Ricevemmo la direttiva di annullare lo sbarco se non avessimo avvistato da terra il segnale di riconoscimento.
Arrivati al largo di Vallecrosia, nessun segnale, ma Girò mise ugualmente in acqua i due canotti e disse che, per maggior sicurezza, saremmo approdati nel tratto di spiaggia davanti alla sua abitazione.
Era meno sorvegliato dai fascisti perché … minato.
Come “maggior sicurezza” non era male!
Ma Girò conosceva il posizionamento delle mine. Il canotto con i due sabotatori approdò sulla spiaggia più verso Bordighera, forse non si fidavano a seguirei o volevano mantenersi una probabilità di fuga in caso fossimo stati accolti dai nazifascisti.
Solo più tardi ci vennero incontro camminando sulla battigia per paura delle mine. Per un attimo tememmo si trattasse di una pattuglia nemica.
Con estrema cautela Girò ci guidò nel sentiero minato fino a casa sua.
Portammo le armi a Negi come le altre volte, rifornendo le brigate Garibaldine.
Renato “Plancia“ Dorgia in Giuseppe Mac Fiorucci, Op. cit.

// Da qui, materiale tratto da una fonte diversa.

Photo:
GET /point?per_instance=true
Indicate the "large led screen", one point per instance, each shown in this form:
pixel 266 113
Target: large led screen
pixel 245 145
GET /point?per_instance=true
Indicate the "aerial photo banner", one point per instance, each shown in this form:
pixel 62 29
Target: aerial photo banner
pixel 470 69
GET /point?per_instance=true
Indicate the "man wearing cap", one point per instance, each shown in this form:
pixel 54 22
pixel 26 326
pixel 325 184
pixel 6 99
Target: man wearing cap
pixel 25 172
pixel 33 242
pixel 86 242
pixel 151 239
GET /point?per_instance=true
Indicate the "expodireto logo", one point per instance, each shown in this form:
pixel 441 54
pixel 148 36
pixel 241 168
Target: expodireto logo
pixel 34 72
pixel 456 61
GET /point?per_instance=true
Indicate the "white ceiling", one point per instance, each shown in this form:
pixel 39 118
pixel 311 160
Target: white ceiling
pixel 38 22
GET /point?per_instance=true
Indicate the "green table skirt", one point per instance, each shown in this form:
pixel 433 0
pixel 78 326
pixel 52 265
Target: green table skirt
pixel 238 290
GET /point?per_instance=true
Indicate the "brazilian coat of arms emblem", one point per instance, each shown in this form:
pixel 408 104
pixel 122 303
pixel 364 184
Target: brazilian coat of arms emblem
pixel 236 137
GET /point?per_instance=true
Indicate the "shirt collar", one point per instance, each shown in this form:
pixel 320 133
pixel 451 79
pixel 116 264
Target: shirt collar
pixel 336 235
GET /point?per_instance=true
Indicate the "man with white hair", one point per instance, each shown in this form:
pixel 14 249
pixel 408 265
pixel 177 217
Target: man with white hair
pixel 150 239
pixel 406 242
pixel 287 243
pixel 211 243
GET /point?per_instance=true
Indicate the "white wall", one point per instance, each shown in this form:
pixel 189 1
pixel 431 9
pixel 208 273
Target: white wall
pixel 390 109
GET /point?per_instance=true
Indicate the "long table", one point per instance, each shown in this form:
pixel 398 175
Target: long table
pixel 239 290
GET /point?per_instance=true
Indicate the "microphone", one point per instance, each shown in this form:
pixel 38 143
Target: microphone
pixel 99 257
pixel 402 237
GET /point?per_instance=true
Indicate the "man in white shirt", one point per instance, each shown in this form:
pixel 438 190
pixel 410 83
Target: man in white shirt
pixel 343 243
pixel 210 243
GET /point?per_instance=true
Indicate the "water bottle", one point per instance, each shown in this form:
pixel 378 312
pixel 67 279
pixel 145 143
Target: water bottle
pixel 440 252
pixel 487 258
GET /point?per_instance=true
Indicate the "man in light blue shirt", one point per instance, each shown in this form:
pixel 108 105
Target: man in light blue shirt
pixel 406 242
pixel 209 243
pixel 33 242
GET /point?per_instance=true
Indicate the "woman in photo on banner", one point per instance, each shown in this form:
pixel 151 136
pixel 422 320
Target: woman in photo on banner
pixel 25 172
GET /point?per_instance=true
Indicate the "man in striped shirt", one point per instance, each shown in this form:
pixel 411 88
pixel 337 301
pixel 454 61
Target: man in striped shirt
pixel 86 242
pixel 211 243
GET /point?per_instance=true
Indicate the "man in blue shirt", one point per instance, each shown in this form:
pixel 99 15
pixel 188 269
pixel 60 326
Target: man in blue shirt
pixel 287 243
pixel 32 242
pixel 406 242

Un amico dei partigiani di Bordighera, non ricordo chi fosse, mise a disposizione gratuitamente due bare, una per mio fratello [Alberto Nino Guglielmi, del Gruppo Sbarchi] e l’altra per Alipio Amalberti, trucidato a Badalucco. Insieme a Ezio Amalberti, andammo [fine aprile-inizio maggio 1945] a Baiardo passando da Apricale. […] L’indomani mattina ritornò Ezio con la bara di Alipio. Ritornammo a Vallecrosia scendendo da Ceriana con quel triste carico. Al nostro passaggio la gente si segnava commossa. Il ponte danneggiato lungo la strada era stato reso parzialmente agibile con assi di fortuna. Alcuni uomini impietositi si levarono il cappello e ci aiutarono nel difficile passaggio del ponte. Arrivammo a Vallecrosia in serata ma ci aspettavano in tanti. Venne improvvisata una camera ardente nella sede del PCI. […] L’indomani i feretri furono portati in chiesa per la cerimonia religiosa (per evitare ulteriori problemi mio padre, prima di entrare, tolse le bandiere rosse che coprivano le bare) e quindi seppelliti nel cimitero di Vallecrosia alla presenza di tutti i partigiani e di tanta, tanta gente. […] testimonianza di Emilia Guglielmi in Giuseppe Mac Fiorucci, Op. cit.